Now consider these facts. One of India’s most respected designer duos, Abraham & Thakore, began their retail careers as a design brand more than two decades back at the Conran Shop in London. Textile expert Neeru Kumar sells not only in Japan and Paris but also from museum stores in various countries. Pratap has a sturdy global clientele (not limited to the Indian diaspora), as has Ashish SoniRaghavendra Rathore customizes high-end menswear through private showings for a niche clientele in Paris.
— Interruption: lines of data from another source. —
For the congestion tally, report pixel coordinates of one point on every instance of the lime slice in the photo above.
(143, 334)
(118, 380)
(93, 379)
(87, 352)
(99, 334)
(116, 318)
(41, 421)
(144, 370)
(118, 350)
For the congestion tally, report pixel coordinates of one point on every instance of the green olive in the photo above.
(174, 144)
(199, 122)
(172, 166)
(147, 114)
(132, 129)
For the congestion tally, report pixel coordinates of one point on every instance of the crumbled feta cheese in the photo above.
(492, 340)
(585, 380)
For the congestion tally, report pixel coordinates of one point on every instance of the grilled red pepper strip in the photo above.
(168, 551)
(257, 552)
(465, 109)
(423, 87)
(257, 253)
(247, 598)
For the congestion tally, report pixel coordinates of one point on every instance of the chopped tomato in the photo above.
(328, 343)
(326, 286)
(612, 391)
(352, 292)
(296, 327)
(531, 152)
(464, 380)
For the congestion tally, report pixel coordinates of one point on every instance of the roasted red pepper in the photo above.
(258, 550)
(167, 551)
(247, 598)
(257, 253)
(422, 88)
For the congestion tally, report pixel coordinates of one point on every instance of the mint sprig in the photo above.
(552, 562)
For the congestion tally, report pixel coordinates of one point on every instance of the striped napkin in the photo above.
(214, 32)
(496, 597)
In 2012, Rathore was the fashion partner at Bal de L’ete, the 17th edition of the annual ball organized by the Order of Malta, Monaco, which works for healthcare in over 20 countries. Couturier Manish Malhotra rings in high retail sales in London and Dubai. Even younger designer Aneeth Arora sells in around 65 retail global destinations.

Both Anupamaa Dayal and Pankaj and Nidhi are top-selling names from Anthropologie, a chain of fashion stores in the US, and Wendell Rodricks’ garments can be found in most known resort destinations. Tarun Tahiliani’s non-resident Indian customers and Rohit Bal’s global buyers are stories in themselves, while Gaurav Gupta’s garments walked the red carpet from Cannes to Grammys this year, on “international” stars.
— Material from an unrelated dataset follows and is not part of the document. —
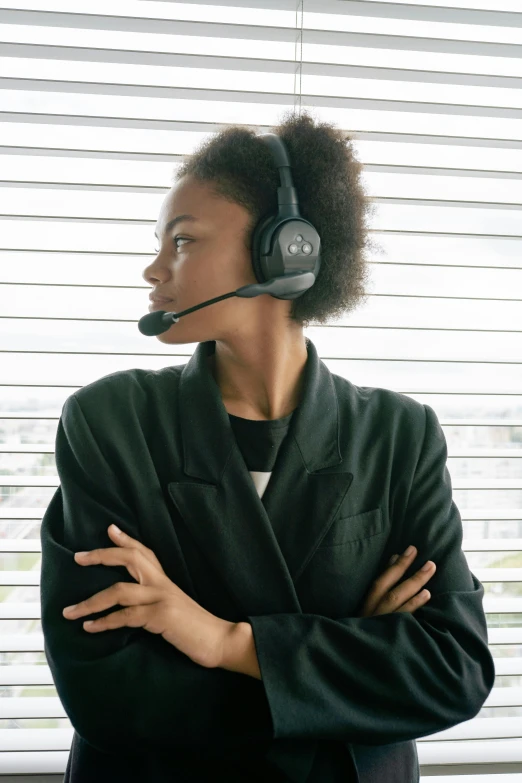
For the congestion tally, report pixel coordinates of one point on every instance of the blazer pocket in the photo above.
(353, 528)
Some local designers even use international cultural influences and techniques. In 2012, Pankaj and Nidhi created Wycinanki, inspired from the Polish technique of paper-cutting. Amit Aggarwal, who sells to the European market from exhibitions in Paris, uses industrial materials like silicone and acrylic sewn with zari on Indian and non-Indian fabrics.

Pratap and Khanna showed in Paris for just one season. It may be worth probing why they no longer seek validation from the West. Ditto for Sabyasachi, who wound up showings abroad to focus on the market here. Today, more international customers visit his store in Mumbai’s Kala Ghoda than the nearby Hermès store.

The term “international” has become wonderfully, if woefully wide. It has broken old barriers of elitism and zoomed into new, less haute territories. Like fashion itself, it has put on the proverbial “new clothes”. Some of these clothes are made in India.